Mission Australia state director, Noel Mundy, is disappointed:

“Somewhere in all this is we’ve lost the issue that this is affecting individual’s lives,” he said.

“There are so many stories that really touch the hearts of us all when we hear that people have become addicted and this was one way to help them and we’ve just stepped aside from that.”

The Australian Hotels Association’s Steve Old has welcomed the recommendation.

“We’re delighted and that’s the outcome we’ve been seeking for a long time for our operators,” he said.

“There’s obviously still a lot to go in the federal sphere in relation to gaming at the moment and obviously we’re working through that with our national counterparts but it’s great to see that pressure taken off at a state level.”

Tasmanians lost more than $200 million on poker machines last year.
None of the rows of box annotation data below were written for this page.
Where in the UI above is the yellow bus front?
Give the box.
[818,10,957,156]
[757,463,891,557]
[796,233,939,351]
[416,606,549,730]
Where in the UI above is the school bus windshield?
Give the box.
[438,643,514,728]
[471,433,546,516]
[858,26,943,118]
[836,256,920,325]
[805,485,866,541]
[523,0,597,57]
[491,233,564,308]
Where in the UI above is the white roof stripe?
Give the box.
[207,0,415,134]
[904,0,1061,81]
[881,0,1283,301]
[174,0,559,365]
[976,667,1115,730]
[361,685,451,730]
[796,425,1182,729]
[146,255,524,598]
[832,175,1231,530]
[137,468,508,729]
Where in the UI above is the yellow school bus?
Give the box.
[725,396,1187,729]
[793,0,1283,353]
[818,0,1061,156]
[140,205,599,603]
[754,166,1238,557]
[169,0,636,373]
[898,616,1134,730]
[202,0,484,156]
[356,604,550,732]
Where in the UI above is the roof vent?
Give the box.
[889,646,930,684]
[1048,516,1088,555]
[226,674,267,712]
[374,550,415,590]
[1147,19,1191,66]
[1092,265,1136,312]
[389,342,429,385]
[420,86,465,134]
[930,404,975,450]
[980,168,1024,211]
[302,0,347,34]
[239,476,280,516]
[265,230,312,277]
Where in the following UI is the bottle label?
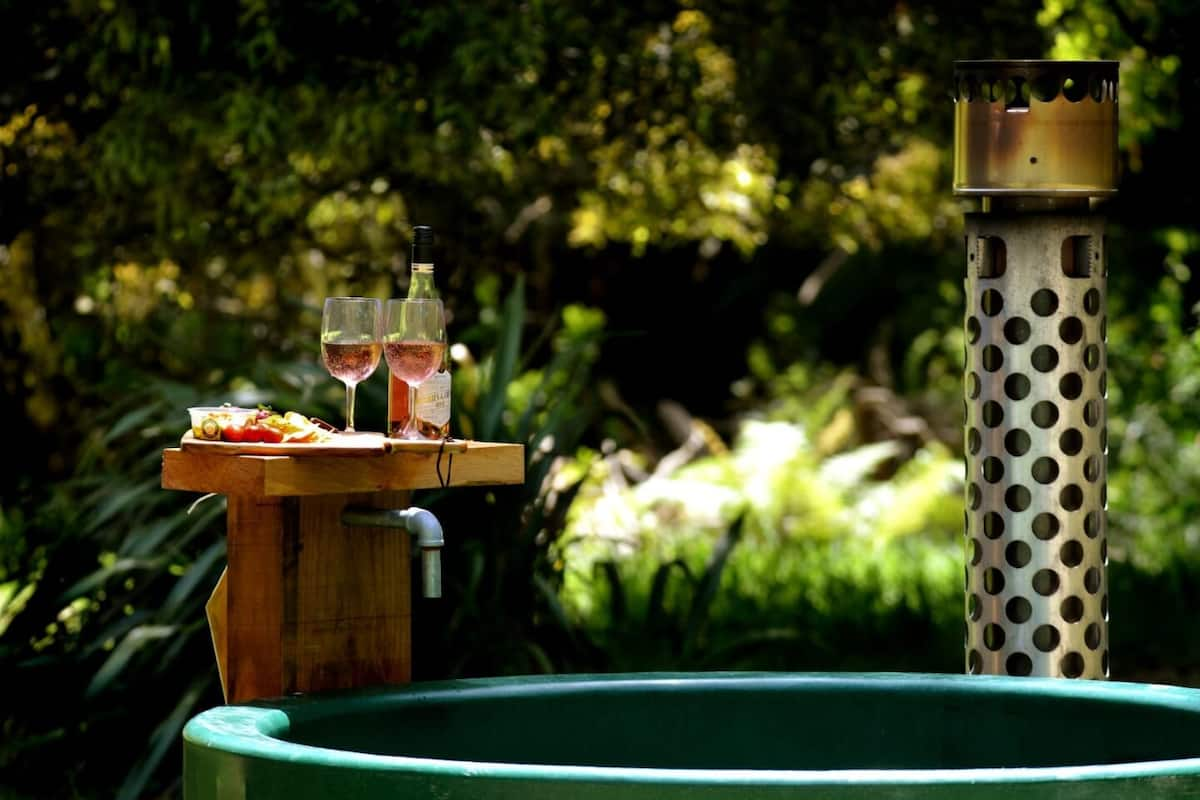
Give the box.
[416,372,450,431]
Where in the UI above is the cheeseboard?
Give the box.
[179,431,468,456]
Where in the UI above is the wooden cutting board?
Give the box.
[179,431,467,456]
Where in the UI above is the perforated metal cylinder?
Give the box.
[964,212,1109,678]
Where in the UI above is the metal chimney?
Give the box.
[954,61,1117,678]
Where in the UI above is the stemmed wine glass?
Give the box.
[383,300,446,439]
[320,297,383,433]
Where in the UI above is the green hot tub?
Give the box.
[184,673,1200,800]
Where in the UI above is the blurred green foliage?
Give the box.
[0,0,1200,798]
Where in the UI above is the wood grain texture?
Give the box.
[204,569,229,702]
[226,497,285,703]
[162,441,524,497]
[283,492,412,692]
[179,431,468,457]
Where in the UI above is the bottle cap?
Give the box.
[413,225,433,264]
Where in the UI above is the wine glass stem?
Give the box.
[404,384,416,439]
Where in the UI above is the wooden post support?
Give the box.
[162,443,524,703]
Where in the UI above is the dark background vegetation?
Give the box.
[0,0,1200,798]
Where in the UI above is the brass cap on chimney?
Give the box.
[954,60,1117,198]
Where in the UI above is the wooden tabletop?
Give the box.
[162,441,524,497]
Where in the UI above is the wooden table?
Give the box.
[162,441,524,703]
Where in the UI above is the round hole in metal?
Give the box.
[1030,401,1058,428]
[1058,539,1084,566]
[1004,428,1031,456]
[983,344,1004,372]
[1058,652,1084,678]
[1060,372,1084,399]
[1058,317,1084,344]
[983,456,1004,483]
[979,289,1004,317]
[983,401,1004,428]
[1030,344,1060,372]
[1030,289,1058,317]
[1031,456,1058,483]
[1004,652,1033,678]
[1004,317,1031,344]
[1004,541,1033,570]
[1004,372,1030,401]
[1033,625,1062,652]
[1033,511,1058,541]
[1004,596,1033,625]
[983,566,1004,595]
[1058,483,1084,511]
[1058,595,1084,622]
[983,622,1004,652]
[1033,570,1058,597]
[1004,483,1031,511]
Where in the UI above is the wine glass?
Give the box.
[383,300,446,439]
[320,297,383,433]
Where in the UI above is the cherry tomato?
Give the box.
[221,423,246,441]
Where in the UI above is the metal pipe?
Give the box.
[954,61,1118,679]
[342,506,445,597]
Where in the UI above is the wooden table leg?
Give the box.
[219,492,412,703]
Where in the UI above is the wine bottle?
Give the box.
[388,225,451,439]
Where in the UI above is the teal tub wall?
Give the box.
[184,673,1200,800]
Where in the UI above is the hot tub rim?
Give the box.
[184,672,1200,787]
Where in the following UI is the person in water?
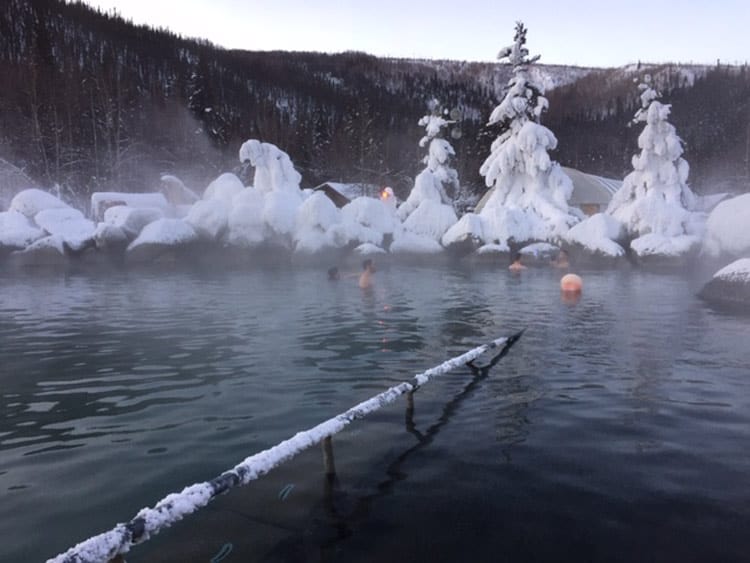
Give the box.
[508,252,526,272]
[359,258,375,289]
[552,250,570,268]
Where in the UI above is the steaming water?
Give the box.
[0,266,750,563]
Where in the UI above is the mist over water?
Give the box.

Despite my optimism after engaging with the Parliamentary Committee: $1 Bet Limit  and further information detailing its harm Cost of Pokies on Tasmania, our Tasmanian community continues to be the loser.


Comments

Pokie limit dumping: Tasmania loses — 2 Comments

  1. The worship of chance and fortune is nothing new. The Jewish religion had competition in the form of religions that worshipped chance and fortune as mentioned in Isaiah 65:11,12 (NSRV):
    “But you who forsake the Lord, who forget my holy mountain, who set a table for Fortune and fill cups of mixed wine for Destiny;

    I will destine you to the sword, and all of you shall bow down to the slaughter; because when I called, you did not answer, when I spoke, you did not listen, but you did what was evil in my sight, and chose what I did not delight in.”

    This passage is mentioned in “A Gambling-Led Recovery? – Don’t Bet on It” from the Church and Nation Committee, Presbyterian Church of Victoria. Chapter 2 “The Christian and Gambling – Applying Biblical Principles” by John Stasse at page 14. Stasse refers to “Gad” apparently a pagan deity corresponding to the Roman Fortuna or the Greek Tyche. Destiny was also known as “Meni”. The Romans loved Fortuna, just as they loved Mars.

  2. I appeared before the commitee and had private words with someone pro-reform who was on that commitee who told me of the interference by the Tas.Labour government in the whole movement forward to do with gambling reform. I myself had a meeting with the Premier on one occasion only to be told to the question of allowing a trial in Tasmania of the pre-commitment system, “What sort of government would we be if we went around breaking contracts with industry. No amount of pleading by myself and others, especially Kim Booth and Andrew Wilkie, has brought about any compassion on the government’s behalf. I have and will continue to work towards an abolition or strictest reforms of poker machines in Tasmania and then as a consequence, by good example, other states might follow. I support your stand wholeheartedly and urge you to continue to be the “complaining widow” as i am and which we know gets results. Thank you. stephen k menadue.